A: For a first time vendor at any craft show, big or small, organization is key. The more time you can offer yourself to get ready the better your stress levels will be.

  1. 2-3 months before an event is when you should handle the bulk of your inventory. Start ordering the raw materials for your handmade goods so everything arrives with plenty of time for you to build a proper inventory. Also use this time to order gift bags/boxes, tags, tissue paper or whatever you might need for completing your day of show transactions. Don’t forget to add business cards on your things to order!
  2. 1 month before start thinking of your booth or table display. Practice setting it up the display in your studio, living room or backyard. Take pictures along the way to remember what you liked for reference later. This includes all the containers needed for storage and displays. Purchase or create your own signage which should include your banner or something with your logo or shop name. Make sure work is priced or that you have signs indicating prices.
  3. The week of show create a final checklists of everything you need to know about the craft show. Do you need a table? Chairs? Are you ready for outdoor weather conditions? Print out directions to the festival or print out the letter from the organizer with all the last minute load in and load out instructions. Have any and all travel accommodations printed, if you are traveling. Make sure you are ready for cash and credit card sales. Grab lots of loose bills and change at the bank. Make sure you have card swipers, electrical cords and chargers. Prepare a mailing list sign up sheet for new potential customers.Create a tools of the trade kit for any onsite repairs needed of your inventory.
  4. On Craft Show eve review your final checklist of everything you need. Tablecloths, racks, displays, business cards, bags, electrical chords and lighting. Cash, credit card swipers. Customer sign up sheet. Phone or tablet chargers. Pack non-refrigerated snacks and water. Sunscreen, tissues, allergy medicine, feminine products.

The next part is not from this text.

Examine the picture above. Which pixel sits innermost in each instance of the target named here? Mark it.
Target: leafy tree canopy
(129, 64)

Get as much sleep as you can and be prepared for a full day of selling, smiling and networking!


Megan is a hard core maker who continues to bring a highly curated selection of handmade goods to her hometown of Columbus, Ohio and through her organization of Craftin’ Outlaws. Megan is also the owner of Stinkybomb Soap, co-organizer of Midwest Craft Con, mother of two, wife to one and lover of all things craft related.